Firstly, it had only “average” reviews by the film critics on its release in 2002.
Secondly, I believe it is no longer available from the manufacturers – unless perhaps lots of people write to them as a result of this review, asking them to continue to make it.
Thirdly, the songs are not subtitled. This means that only people who understand Kannada will know what they are about. The songs are absolutely superb, in fact one of the main highlights of the film.
I understand that this film is at present (July 2013) no longer available on DVD. Message to the manufacturer – please continue to manufacture this DVD, and please try to have the songs subtitled – they are among the loveliest I have seen in any film of any Indian language – the film is so good that it deserves a much wider audience.
Lets start with the songs. I have described them in some detail in the synopsis. “O... Chinna Chinna” is shown against the beautiful mountainous backdrop of Kashmir. It is a love-song featuring Kamli and Surya.
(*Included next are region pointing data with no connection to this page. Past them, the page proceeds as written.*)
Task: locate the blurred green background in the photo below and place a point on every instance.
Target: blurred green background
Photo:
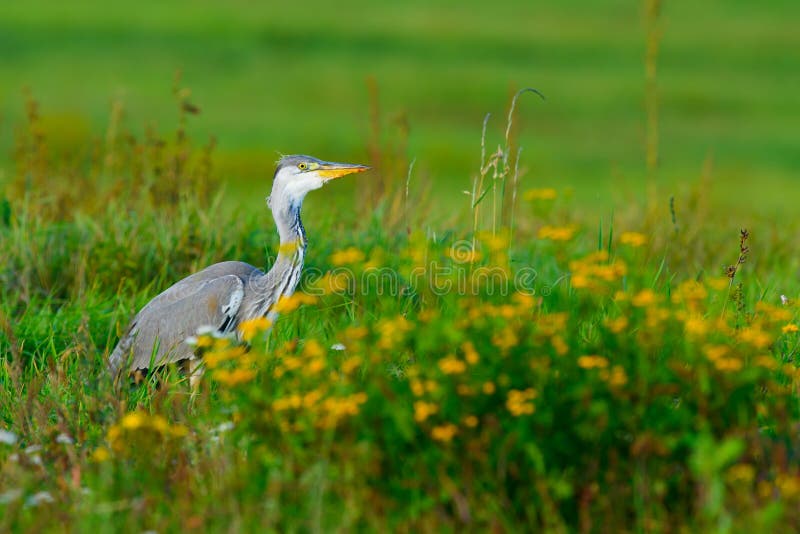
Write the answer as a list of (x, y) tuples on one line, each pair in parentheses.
[(293, 77)]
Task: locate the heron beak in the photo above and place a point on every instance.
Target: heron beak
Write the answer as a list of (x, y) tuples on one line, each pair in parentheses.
[(330, 171)]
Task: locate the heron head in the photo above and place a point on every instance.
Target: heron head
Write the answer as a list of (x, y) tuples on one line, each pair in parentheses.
[(297, 175)]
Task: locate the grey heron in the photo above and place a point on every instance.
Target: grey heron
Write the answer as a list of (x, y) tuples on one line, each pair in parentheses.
[(225, 294)]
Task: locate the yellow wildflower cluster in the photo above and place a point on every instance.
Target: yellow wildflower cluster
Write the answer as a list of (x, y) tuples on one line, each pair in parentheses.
[(139, 424), (633, 239), (616, 377), (450, 365), (326, 412), (557, 233), (464, 254), (347, 256), (547, 193), (444, 433), (592, 362), (520, 402), (595, 271), (505, 339)]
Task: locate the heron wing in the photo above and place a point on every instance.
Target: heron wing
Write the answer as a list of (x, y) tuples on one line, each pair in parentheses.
[(157, 334)]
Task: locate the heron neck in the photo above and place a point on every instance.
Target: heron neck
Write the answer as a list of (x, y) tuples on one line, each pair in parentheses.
[(290, 227)]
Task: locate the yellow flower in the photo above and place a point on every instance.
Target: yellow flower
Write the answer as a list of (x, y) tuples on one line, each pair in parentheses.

The dancers are dancing in the fields and on the hills, with perfect timing, just like they used to do in some of the older Hindi movies. Costumes are very colourful and varied. Look out for those long red shiny boots worn by the dancers in several scenes in the song!
“Male Bille Male Bille” is a song in which Gowri, back home in the village, dreams of the return of her “Knight in shining armour”, Surya. There are male and female dancers, in brightly coloured and contrasting colours, and we see scenes of the dancers at the side of a railway as trains pass, and sometimes scenes where the dancers look like villagers. Village, rural, river and waterfall settings are used as the locations, as well as the railway lines.
“Soldier Soldier” is a love song, with Gowri and Surya, with the backdrop of beach and river settings. There are three very brief scenes interspersed in the song, so brief you would scarcely notice them, of two children, obviously Gowri and Surya when they were younger.
“O Gombe Gombe” is a song where we see Gowri and Surya celebrate their marriage, with a large group of female and male dancers – look out for the long red boots again. Settings are indoor and outdoor, day and night.
I have waxed lyrical (no pun intended) about the songs, but I cannot praise them too highly – the beauty of the countryside and coast and sunsets in different parts of India: the superb choreography: the beautiful contrasting colours of the costumes: the poetry of the sound of the Kannada lyrics, and the beauty of the instrumental backgrounds to the lyrics of the songs. This DVD is worth buying for the songs alone. Yet it tells superbly a very moving story of the sacrifices made for country, by those in the army, and by those left at home who wait. It has important things to say about patriotism and terrorism.